Roy Schestowitz <newsgroups@xxxxxxxxxxxxxxx> espoused:
> __/ [ John Bailo ] on Thursday 08 February 2007 18:36 \__
>
>> Roy Schestowitz wrote:
>>
>>> | The Chinese have a saying: the journey of a thousand miles begins
>>> | with the first step. Reusing a puffing and wheezing old computer
>>> | by installing a minimal GNU/Linux distro and staving off the day
>>> | when it trudges forlornly to the scrapheap is at least a baby step
>>> | in the right direction.
>>
>> Typically doesn't technology become more power efficient and less
>> polluting over time?
>
>
> Yes,
In reality, I'd say a big fat no to that one. If you look at the
general progress of technology, I'd say that in most cases, the power
efficiency gains have been hugely outweighed by the increased demand for
power the more efficient devices have created.
Replace a horse with a car, and you create a vast chain of waste and
pollution across the whole supply-chain which the horse couldn't come
close to creation of.
> but pollution here involves waste that requires hard and
> energy-consuming disposal.

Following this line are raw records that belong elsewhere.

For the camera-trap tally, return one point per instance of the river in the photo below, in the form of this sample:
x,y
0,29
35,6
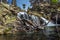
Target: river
x,y
23,36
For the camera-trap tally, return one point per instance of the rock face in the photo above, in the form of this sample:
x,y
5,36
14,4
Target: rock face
x,y
8,19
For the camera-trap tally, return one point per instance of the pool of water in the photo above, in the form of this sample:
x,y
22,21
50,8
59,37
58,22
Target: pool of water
x,y
23,36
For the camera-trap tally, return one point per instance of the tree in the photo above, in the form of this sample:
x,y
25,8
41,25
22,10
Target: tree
x,y
14,2
24,6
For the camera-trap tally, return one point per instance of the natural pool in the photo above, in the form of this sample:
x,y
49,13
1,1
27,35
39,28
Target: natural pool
x,y
23,36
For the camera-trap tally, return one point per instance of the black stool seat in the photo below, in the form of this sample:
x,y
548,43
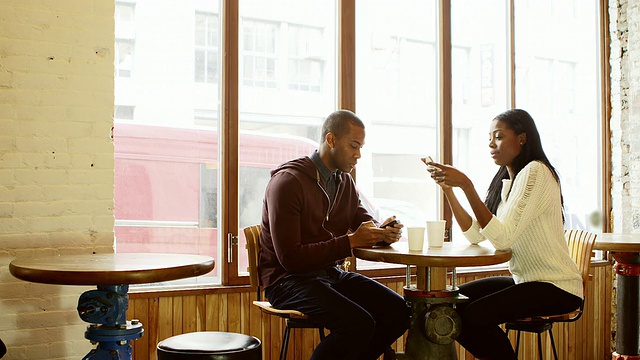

It is about hardware which is made obsolete
> rather than supported (backward compatibility). Pentium II's become
> unusable, older graphics card cannot deliver "premium content", etc. The
> same applies to data, but let's not cross over to a discussion about
> software.
The computer world has been driven for many years, though, by the very
opposite direction - Microsoft's software gained bloat at a rate which
nobody before or since has come close to. A quick comparative look at
Linux offering similar capabilities shows that Linux is almost an order
of magnitude smaller than Windows for equivalence of function.
This bloat consumes power and storage, and drives unecessary upgrade
cycles.
>
>
>> So do new computers pollute less, emit less heat?
>
>
> New computers replace perfectly fine PCs. There's a cycle of spendings that
> is sought by the industry, which thrives in consumer waste. Software
> analogy: urging people to upgrade from Office 97 to Office 2003 even if they
> don't require any of the new 'features'. This urge can be intensified using
> security patches (or lack thereof, which puts /everyone/ on the Net in
> risk). Free software does not present these issue because upgrades are free.
> Support costs are often lowered with an upgrade because the software is made
> more reliable. So the customer actually /saves/ money by upgrading.
>
>
The fundamental advantage of free software is in this point - the vendor
cannot force end-of-life on the customer - it is up to the customer.